DUNHAM: Okay, that's a lot of--

TUCK: We'll take three nights on our own in Beijing and two nights on our own in Singapore.

DUNHAM: Will you see any family in China?

TUCK: No, because we're not going to Guang Cho, but in 2004 I went to Guang Cho 00:39:00and my mother was 89, and we rented a little private van, and it took us out to the village where she went to school and where her family had a home. My father had a big home there, five-story home.

DUNHAM: Was it still there?

TUCK: Two stories were left, the other ones were damaged by the Japanese during the war, and I guess we have some shirt tail relatives there now that are renting it out and taking care of it, and whether the family members wanted. All the siblings have moved to Hawaii. Now they've all passed away, except for the half brothers, and none of them wanted it. Once they left China, they don't want to go back. But the property's there. The Communists took it, and then they gave it back.

DUNHAM: Okay.

TUCK: Then nobody wanted to go claim it, and so my father has a house there. We managed to find that, and there's relatives living there, too. They're my 00:40:00father's probably great, great niece and nephews living there now because he didn't want it, so he just--

DUNHAM: So do they own it now or--?

TUCK: Yeah, he turned it over to them. He said, "It's yours." He had to sign off, and he had to go to the Secretary of State and get March Fong to sign off so that he could get rid of it. He said, "It's yours. Don't ask me for any money to repair. If you want it, it's yours." So now they're living in it. None of us want it, so. So we went back there and we found some family members and my mother went to the grave of her parents because she hadn't gone back after she left China. So she found their grave, a relative took her there, and that was very emotional. It was interesting. So I'll be going there again next year.

DUNHAM: Yeah, and have you been to those other countries?

00:41:00

TUCK: I've been to Thailand, I've been to Korea, I've been to Singapore, but that you know, so that should be interesting. So there's a different city in Korea. I've been to Seoul, but I haven't been to this other one. Then in 2006 I took a trip to Antarctica, that was interesting, that was fun.

DUNHAM: Wow. What was that like?

TUCK: Oh, it was fun. It's like going to the moon.

DUNHAM: What made you decide to go there?

TUCK: I like penguins.

DUNHAM: Did you see penguins?

TUCK: Oh, did I ever, coming out of my ears.

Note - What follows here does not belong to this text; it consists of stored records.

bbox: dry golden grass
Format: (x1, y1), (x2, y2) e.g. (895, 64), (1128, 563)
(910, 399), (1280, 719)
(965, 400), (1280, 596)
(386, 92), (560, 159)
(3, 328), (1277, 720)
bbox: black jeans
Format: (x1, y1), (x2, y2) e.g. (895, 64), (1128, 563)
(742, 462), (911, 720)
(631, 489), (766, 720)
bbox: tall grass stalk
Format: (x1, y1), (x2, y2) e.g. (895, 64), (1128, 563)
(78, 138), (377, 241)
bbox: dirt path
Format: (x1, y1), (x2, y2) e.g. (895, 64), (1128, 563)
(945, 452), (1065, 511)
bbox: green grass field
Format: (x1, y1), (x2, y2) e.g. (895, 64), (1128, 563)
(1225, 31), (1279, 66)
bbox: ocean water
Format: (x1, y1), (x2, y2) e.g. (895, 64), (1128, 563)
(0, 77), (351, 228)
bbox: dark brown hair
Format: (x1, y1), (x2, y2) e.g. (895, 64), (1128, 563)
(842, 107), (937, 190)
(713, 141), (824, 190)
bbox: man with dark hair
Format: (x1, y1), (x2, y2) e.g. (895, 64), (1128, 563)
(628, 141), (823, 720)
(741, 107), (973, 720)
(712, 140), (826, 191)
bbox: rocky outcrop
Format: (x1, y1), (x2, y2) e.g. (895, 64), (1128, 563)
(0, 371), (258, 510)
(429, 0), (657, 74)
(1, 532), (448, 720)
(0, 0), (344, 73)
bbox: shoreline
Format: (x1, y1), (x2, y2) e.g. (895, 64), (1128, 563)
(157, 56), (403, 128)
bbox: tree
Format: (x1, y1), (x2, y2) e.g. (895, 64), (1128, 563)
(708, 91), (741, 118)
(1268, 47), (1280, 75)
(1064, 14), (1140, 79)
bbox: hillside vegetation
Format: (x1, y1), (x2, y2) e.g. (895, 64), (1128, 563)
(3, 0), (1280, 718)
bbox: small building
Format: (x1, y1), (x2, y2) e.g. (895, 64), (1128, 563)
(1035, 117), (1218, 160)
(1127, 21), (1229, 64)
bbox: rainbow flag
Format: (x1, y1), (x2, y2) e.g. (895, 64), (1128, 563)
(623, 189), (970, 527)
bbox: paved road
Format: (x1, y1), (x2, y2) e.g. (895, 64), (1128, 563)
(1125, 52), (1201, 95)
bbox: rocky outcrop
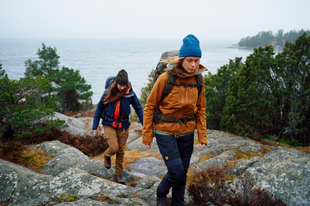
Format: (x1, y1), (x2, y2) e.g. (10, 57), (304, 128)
(231, 147), (310, 206)
(1, 113), (310, 206)
(0, 140), (161, 206)
(53, 112), (104, 136)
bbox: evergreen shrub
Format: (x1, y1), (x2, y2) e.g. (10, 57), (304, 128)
(205, 33), (310, 146)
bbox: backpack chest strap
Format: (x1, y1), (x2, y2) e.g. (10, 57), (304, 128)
(173, 81), (198, 88)
(153, 112), (196, 126)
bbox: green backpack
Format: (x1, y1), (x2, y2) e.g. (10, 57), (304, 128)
(152, 50), (203, 125)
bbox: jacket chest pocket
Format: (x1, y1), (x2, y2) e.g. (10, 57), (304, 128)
(163, 86), (198, 109)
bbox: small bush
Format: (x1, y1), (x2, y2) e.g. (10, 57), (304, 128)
(279, 137), (303, 147)
(22, 126), (108, 157)
(1, 126), (109, 171)
(187, 166), (286, 206)
(0, 141), (26, 163)
(52, 131), (108, 157)
(187, 166), (228, 205)
(247, 188), (286, 206)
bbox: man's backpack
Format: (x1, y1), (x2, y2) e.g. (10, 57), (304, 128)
(152, 50), (203, 124)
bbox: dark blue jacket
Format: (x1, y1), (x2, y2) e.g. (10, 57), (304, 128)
(92, 77), (143, 130)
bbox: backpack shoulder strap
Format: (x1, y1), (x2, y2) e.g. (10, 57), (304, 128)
(161, 71), (176, 100)
(155, 71), (176, 111)
(196, 73), (203, 96)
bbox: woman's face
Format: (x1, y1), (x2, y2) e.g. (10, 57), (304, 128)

DUNHAM: Do you still like penguins?

TUCK: My living room is full of penguins.

DUNHAM: Wow.

TUCK: I just saw the movie of it: Mr. Popper's Penguins.

DUNHAM: Was that a cruise?

TUCK: Oh yeah, that was a cruise, yeah. Oh, yeah, that was a cruise. Well, we flew into Argentina. Then from there we cruised to Antarctica. That was exciting. It was fun.

DUNHAM: Right.

TUCK: Then this year we just came back from Germany, Berlin, Hungary, Czech 00:42:00Republic, Slovakia, Austria and Poland with Auschwitz. I like to go see all these historical things. It's very interesting.

DUNHAM: Yeah, great.

TUCK: Several years back I went to Dachau in Munich. Very interesting.

DUNHAM: Well, now you're a part of history. You can come see yourself in the Rosie the Riveter Home Front National Park. Thank you very much, Fran, for participating today.

TUCK: Like I say, I don't have a lot to tell you, but--

DUNHAM: No, that was terrific. Thank you very much.